The first time I saw a picture of the workbench was in Fred Nolan’s book “The West of Billy the Kid” pg 287 (pic #1). The picture is credited as, “The table on which the Kid’s body was laid out. Date and photographer unknown. R.N. Mullin Collection. HHC.”
I guess I became a detective because God made me curious sort. Who took the picture? Where’s the bench now? So I asked around and was told the bench was washed away in the flood of 1906. But that can’t be, in “They ‘Knew’ Billy the Kid” pg 100, Billy Abrea and Peter Abrea are talking about the bench in 1936 and saying it was in a museum in Sumner. Here is the story Cold West unraveled about the bench.
Monday, November 7th, 1910, Stella Abrea was born to Odila Abrea, Pete Maxwell’s sister, and Manuel Abrea. At 13, Stella’s mom gave her the artifacts from the old fort, she had received from Pete; the bed in which Pete, who she never met, slept the night Garrett came into his room and sat down; the washstand; tables, trunks, and the famous carpenter’s workbench.
1923 Stella opened a museum for the tourist, of which there were few but one was Walter Noble Burns. He was researching “The Saga of Billy the Kid” when he stumbled across “The Billy the Kid Museum”, some 12 miles out of Fort Sumner. Stella had displayed all the artifacts from that historical night 43 years before.

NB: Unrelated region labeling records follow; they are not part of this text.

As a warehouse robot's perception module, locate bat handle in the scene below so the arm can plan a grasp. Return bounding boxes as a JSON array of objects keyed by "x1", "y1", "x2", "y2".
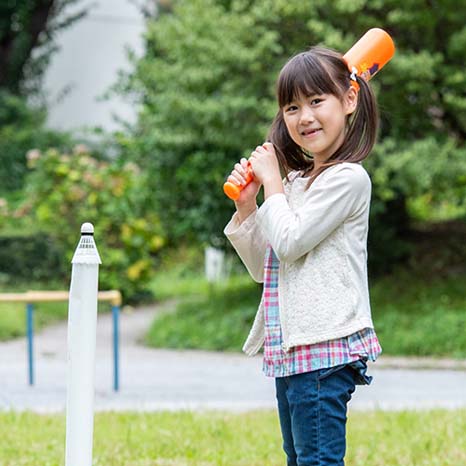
[{"x1": 223, "y1": 165, "x2": 254, "y2": 201}]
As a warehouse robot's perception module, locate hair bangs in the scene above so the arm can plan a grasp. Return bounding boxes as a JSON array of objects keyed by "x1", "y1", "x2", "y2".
[{"x1": 277, "y1": 50, "x2": 341, "y2": 108}]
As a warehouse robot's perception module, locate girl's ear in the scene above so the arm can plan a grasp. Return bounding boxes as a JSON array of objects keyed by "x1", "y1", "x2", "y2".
[{"x1": 343, "y1": 86, "x2": 358, "y2": 115}]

In the early 20’s Burns and Maurice Fulton, and other historians interested in the Kid were in contact with each other through letters and like today they were fighting. After Burns found the workbench he wrote Fulton telling him about his find. Fulton was excited and wrote Robert Mullin, a Texan historian, telling him of it.
Fulton drove to the Abrea place and makeshift museum, he paid the twenty-cents admission and slowly walked into a shabby, poorly lit, old building where he came face to face with history, the workbench where Billy the Kid’s body had been laid. Fulton takes his camera off his shoulder and with the permission of Stella snaps the famous picture of the bench. He had the picture developed and sent a copy to Robert Mullin in a letter describing his find.
After Fulton snapped the picture of the workbench he and Stella came outside and sat on the porch. Fulton handed his camera to the 57-year-old Odila. She stepped back a few steps and took a picture of the historian and her daughter, Stella (pic#2).
It was on this day the famous photograph of the workbench was taken. On the back of the photo, it reads, “Fulton and custodian of the Billy the Kid Museum. The custodian was a Maxwell descendant- an Abreu [sic] I think”.
We owe thanks to that little girl and the old woman (pic#3) Stella Abrea for recognizing a bench that many would have put on the fire because it was just old stuff.
NOTE FROM A DETECTIVE – Stella thank you. It was a thrill the day in 2003, 122 years later, when you boy unlocked that chicken coop and I saw the bench for the first time. it was WAY COOL!